Deploy

XGR Deploy — How to Deploy Your Contract

This guide explains the Deploy panel (step 3 of 4 in the flow: Wallet → Deploy → Update). It covers both a standard deploy and the optional encrypted deploy, including Read‑Key requirements, expiry time, and the on‑chain steps.


Where Deploy Fits in the Flow

The builder shows your progress on the right: Wallet → Deploy → Update. Deploy becomes active as soon as your wallet is connected.

What you see
— A three-step flow; Deploy is highlighted once Wallet (1) is done.


1) Prerequisites

  • Wallet connected (step 1)
    If this prerequisite is missing, the Deploy button is disabled and a short hint is shown below it.

What you see
— Deploy panel with the Deploy button (right), the Encrypt after deploy toggle, and a compact hint line when something is missing.

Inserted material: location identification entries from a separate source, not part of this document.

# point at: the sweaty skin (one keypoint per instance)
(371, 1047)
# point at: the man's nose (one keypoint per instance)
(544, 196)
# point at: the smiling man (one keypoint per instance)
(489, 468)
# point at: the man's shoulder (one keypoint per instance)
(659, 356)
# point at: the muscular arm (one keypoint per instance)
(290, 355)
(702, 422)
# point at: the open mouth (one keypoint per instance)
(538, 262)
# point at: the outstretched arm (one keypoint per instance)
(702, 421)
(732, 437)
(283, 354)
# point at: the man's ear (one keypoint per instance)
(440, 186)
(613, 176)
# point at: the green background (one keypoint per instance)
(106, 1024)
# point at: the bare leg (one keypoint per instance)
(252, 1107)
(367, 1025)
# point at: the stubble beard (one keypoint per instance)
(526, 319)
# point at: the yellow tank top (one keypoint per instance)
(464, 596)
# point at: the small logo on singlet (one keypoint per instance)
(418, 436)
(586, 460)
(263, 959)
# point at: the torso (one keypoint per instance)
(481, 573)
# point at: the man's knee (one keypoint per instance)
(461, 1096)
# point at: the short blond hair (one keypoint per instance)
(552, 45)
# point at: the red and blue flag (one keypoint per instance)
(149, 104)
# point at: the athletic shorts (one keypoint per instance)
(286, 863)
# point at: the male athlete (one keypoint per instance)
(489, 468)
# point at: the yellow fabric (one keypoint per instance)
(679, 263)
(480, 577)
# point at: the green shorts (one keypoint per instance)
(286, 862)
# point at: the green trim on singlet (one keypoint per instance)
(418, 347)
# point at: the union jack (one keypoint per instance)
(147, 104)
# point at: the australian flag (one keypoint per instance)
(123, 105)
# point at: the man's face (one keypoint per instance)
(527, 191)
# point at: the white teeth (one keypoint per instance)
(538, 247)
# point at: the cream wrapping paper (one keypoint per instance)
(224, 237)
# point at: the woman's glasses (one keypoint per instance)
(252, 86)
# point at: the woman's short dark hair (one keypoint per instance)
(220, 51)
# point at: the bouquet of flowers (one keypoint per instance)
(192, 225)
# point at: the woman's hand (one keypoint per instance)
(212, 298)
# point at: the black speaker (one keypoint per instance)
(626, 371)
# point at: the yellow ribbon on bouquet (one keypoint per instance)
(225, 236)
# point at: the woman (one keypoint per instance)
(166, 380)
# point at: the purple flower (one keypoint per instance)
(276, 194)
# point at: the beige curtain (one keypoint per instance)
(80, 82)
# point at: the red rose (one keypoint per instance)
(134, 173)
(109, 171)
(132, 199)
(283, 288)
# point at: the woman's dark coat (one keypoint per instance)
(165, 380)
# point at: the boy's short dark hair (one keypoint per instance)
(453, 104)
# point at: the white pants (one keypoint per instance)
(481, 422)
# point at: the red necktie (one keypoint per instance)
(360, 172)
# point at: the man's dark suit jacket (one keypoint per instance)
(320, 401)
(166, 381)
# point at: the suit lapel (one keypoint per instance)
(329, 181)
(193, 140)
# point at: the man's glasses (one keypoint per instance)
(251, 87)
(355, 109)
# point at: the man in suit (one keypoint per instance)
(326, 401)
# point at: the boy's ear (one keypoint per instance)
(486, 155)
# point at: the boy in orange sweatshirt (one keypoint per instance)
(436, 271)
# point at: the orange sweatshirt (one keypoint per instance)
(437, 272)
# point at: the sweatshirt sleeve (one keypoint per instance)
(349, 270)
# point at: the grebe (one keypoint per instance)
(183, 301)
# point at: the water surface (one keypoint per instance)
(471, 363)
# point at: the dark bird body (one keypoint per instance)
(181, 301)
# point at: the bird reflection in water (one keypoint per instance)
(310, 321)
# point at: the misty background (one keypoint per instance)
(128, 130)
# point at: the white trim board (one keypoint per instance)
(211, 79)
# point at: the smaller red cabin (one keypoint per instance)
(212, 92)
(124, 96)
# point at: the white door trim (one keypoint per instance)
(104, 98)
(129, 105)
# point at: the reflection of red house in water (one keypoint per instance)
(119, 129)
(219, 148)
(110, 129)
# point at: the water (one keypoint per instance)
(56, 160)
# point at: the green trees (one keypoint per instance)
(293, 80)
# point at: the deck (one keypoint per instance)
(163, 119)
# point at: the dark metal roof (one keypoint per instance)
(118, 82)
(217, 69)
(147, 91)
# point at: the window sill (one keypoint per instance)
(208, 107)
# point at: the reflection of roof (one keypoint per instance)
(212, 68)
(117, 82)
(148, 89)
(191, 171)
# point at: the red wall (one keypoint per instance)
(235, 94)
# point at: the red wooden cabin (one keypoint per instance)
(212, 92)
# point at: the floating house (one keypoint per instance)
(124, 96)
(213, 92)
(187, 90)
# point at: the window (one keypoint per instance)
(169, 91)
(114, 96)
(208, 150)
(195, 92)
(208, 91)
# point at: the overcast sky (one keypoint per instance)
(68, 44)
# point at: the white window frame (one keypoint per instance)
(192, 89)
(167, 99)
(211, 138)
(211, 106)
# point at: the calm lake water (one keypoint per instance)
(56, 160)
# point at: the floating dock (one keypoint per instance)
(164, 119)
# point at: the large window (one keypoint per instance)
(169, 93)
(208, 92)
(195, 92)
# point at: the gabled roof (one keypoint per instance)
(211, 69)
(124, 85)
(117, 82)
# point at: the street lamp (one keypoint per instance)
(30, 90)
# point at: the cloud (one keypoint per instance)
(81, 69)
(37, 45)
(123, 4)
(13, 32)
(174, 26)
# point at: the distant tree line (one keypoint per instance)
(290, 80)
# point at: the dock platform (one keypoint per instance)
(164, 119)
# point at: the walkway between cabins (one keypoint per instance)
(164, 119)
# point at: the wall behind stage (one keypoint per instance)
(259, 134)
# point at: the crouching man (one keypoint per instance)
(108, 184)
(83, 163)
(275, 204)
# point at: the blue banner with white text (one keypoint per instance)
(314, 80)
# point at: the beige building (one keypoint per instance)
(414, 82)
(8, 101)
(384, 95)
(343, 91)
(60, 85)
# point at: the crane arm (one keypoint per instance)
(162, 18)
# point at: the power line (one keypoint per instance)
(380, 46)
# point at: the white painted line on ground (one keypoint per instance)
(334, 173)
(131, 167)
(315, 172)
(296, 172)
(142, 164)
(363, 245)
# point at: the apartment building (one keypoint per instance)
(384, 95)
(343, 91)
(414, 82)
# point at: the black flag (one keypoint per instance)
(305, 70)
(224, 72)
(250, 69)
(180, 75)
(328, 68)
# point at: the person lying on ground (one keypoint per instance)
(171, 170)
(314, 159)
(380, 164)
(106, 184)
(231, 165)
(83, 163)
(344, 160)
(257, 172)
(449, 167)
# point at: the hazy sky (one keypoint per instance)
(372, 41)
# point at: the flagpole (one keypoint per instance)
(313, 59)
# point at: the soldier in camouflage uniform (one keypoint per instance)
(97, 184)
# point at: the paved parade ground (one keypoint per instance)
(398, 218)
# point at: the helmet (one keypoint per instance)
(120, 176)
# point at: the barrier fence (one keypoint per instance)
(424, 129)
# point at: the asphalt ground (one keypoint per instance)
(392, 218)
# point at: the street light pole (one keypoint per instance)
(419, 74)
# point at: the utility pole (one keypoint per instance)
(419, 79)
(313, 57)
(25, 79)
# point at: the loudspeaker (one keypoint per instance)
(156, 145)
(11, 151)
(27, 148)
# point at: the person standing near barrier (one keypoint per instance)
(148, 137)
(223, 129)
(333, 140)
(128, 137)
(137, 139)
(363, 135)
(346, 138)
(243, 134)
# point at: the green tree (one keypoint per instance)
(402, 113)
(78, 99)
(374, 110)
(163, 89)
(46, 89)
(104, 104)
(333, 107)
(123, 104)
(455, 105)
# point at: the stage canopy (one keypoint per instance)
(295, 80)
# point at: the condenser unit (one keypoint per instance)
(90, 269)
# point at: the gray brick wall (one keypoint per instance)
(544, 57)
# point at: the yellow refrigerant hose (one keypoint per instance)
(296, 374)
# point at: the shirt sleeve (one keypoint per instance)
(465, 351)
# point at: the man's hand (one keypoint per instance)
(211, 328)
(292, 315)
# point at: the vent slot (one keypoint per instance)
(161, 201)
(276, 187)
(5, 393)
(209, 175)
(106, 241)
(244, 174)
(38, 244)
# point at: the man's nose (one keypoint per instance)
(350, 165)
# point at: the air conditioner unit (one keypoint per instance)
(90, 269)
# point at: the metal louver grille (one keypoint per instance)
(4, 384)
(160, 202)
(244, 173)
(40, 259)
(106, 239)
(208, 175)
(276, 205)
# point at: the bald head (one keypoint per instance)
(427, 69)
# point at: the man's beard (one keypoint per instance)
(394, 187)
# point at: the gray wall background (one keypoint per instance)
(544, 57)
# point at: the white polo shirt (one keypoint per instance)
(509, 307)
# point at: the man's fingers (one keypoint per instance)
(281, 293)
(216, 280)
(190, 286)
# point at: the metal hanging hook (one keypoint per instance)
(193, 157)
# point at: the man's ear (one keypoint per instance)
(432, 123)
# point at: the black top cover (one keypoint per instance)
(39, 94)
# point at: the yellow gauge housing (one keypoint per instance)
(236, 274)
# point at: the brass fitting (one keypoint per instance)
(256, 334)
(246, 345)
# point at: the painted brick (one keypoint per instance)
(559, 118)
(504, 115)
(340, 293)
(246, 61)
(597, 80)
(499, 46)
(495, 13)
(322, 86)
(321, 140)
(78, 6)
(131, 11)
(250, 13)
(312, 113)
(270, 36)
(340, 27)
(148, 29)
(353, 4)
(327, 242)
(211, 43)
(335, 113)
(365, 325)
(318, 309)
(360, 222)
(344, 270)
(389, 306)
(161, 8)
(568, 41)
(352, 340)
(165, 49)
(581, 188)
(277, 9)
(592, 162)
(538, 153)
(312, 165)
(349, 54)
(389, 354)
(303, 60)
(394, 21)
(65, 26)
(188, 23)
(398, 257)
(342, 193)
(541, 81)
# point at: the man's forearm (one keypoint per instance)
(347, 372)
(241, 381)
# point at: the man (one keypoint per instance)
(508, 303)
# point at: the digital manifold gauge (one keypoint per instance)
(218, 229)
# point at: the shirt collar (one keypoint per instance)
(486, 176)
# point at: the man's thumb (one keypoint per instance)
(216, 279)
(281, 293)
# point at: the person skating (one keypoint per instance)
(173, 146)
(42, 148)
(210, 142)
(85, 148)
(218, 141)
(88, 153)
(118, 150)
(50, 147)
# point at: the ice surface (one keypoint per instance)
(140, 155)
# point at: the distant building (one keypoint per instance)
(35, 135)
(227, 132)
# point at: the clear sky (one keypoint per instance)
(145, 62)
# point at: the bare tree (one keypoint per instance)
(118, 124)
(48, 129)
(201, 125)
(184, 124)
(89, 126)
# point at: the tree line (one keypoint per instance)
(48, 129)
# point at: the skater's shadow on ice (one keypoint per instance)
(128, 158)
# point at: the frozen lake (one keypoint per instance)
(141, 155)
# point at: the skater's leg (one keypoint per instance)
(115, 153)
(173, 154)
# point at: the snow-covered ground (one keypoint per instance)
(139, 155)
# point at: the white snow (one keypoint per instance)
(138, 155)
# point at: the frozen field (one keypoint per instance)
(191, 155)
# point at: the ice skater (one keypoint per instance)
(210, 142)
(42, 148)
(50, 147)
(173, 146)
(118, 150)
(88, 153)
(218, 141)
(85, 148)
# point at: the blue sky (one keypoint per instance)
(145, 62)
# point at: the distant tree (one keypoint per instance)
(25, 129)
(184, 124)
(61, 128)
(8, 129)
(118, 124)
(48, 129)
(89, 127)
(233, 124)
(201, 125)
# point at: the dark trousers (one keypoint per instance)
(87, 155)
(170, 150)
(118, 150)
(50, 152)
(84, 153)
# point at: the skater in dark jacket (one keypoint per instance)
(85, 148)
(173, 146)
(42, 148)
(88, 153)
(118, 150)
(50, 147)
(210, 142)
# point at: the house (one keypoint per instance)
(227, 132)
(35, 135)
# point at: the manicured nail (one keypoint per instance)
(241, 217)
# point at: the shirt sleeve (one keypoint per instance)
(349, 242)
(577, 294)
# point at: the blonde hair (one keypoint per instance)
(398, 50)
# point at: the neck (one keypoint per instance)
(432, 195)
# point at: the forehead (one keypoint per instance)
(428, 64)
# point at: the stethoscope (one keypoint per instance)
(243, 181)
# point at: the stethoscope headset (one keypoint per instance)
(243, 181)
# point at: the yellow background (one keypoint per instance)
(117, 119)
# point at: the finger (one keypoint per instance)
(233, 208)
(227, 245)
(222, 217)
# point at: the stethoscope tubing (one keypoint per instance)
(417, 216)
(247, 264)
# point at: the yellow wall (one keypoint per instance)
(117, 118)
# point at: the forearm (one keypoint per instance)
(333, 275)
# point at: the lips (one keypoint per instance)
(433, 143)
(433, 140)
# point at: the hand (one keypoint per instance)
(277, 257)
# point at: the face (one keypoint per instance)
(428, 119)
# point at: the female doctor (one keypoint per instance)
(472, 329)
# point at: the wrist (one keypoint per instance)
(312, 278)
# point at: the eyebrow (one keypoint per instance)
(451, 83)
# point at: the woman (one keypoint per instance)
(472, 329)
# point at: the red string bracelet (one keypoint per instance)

2) Standard Deploy (Without Encryption)

Click Deploy. Your wallet opens and asks you to send the deploy transaction. After you confirm, you will see:

  • Tx (with explorer link and copy button)
  • Contract address (with copy button)
  • Network label
  • a collapsible Receipt

What you see
— Result box with the transaction hash and the deployed Contract address.


3) Encrypted Deploy (One‑Click Flow)

Enable Encrypt after deploy to store the rule encrypted immediately after deploying an empty contract. This requires a verified Read‑Key, and three steps will run automatically in sequence:

  1. Deploy an empty contract (no JSON on-chain yet) → tx
  2. Prepare encryption off-chain (creates rid, suite, encrypted blob) → Permit required
  3. Persist the encrypted rule to the contract (blob/suite/rid) → tx

You can set an Expiry time (Years/Days). This controls the grant expiration of the owner permissions used for reading. You can also estimate the cost for the chosen expiry time via the Cost button.

If the XRC‑137 itself is encrypted, but the logs are currently marked as unencrypted in the Output Panel, you will see a hint:

Heads up: If you encrypt the contract, consider encrypting your output logs too (see Outputs → onValid / onInvalid).

This is only a reminder so you don’t forget to also encrypt log data if that’s desired.

With encryption enabled here, only the owner (and wallets authorized via grants) can read the rule JSON of the XRC‑137.

What you see
— Encrypt mode active: a Read‑Key status pill, Manage Read‑Key button, Refresh, inputs for Expiry time, and a mini Encrypted flow checklist that marks each step with a and shows a live status text.

Read‑Key required: When encryption is enabled, the Deploy button stays disabled until a valid Read‑Key is verified. Use Manage Read‑Key to create/import a local key and register it on-chain.


4) Receipt Details

Use Show details to open the raw receipt (JSON) for inspection or support.

What you see
— Receipt details showing the full JSON.


Security & Privacy (Encryption)

  • Your wallet must be connected; the encryption steps are on-chain and require explicit confirmation in your wallet.
  • The Read‑Key is managed locally; registration is done via standard on-chain transactions.
  • Grant expiry equals (years * 365 + days) * 86400 seconds (UTC). The UI writes the expiry into the encrypted-deploy call.

FAQ

Do I need encryption?
No. If Encrypt after deploy is off, the contract is deployed normally and you can later push rules via Update (plain or encrypted).

Why is the Deploy button disabled when encryption is on?
Because the Read‑Key must be verified first. Open Manage Read‑Key and follow the instructions.

Can I see all transaction hashes of the encrypted run?
Yes. The result box lists the primary deploy tx and the persist tx, each with explorer links.


Standard vs. Encrypted Deploy (and How Expiry Works)

You can deploy without encryption (plain) or with encryption:

  • Standard deploy (plain): A normal deploy that creates the contract on-chain. No encrypted rule is stored yet. You can later push a rule via Update (plain or encrypted).
  • Encrypted deploy: Enable Encrypt after deploy before clicking Deploy. A one-click sequence runs: 1) Deploy an empty rule contract
    2) Encrypt your rule off-chain (creates RID, suite, encrypted blob)
    3) Persist blob + suite + rid to your rule contract (XRC‑137)

Expiry controls how long your decryption right remains valid.
When you choose Years/Days in the UI, we calculate an expireAt timestamp and store it together with your owner grant. Until then, your wallet (with your local Read‑Key) can unwrap the content key and decrypt the rule. After the expiry time, the grant is inactive and clients refuse decryption by policy. You can extend access by writing a new grant (e.g., via Update).

Note: Technically, an older device that cached the encrypted key might still attempt to decrypt after expiry. However, apps and indexers rely on the on-chain expireAt policy and treat the grant as expired. A periodic sweeper also removes expired entries from the index to keep costs predictable.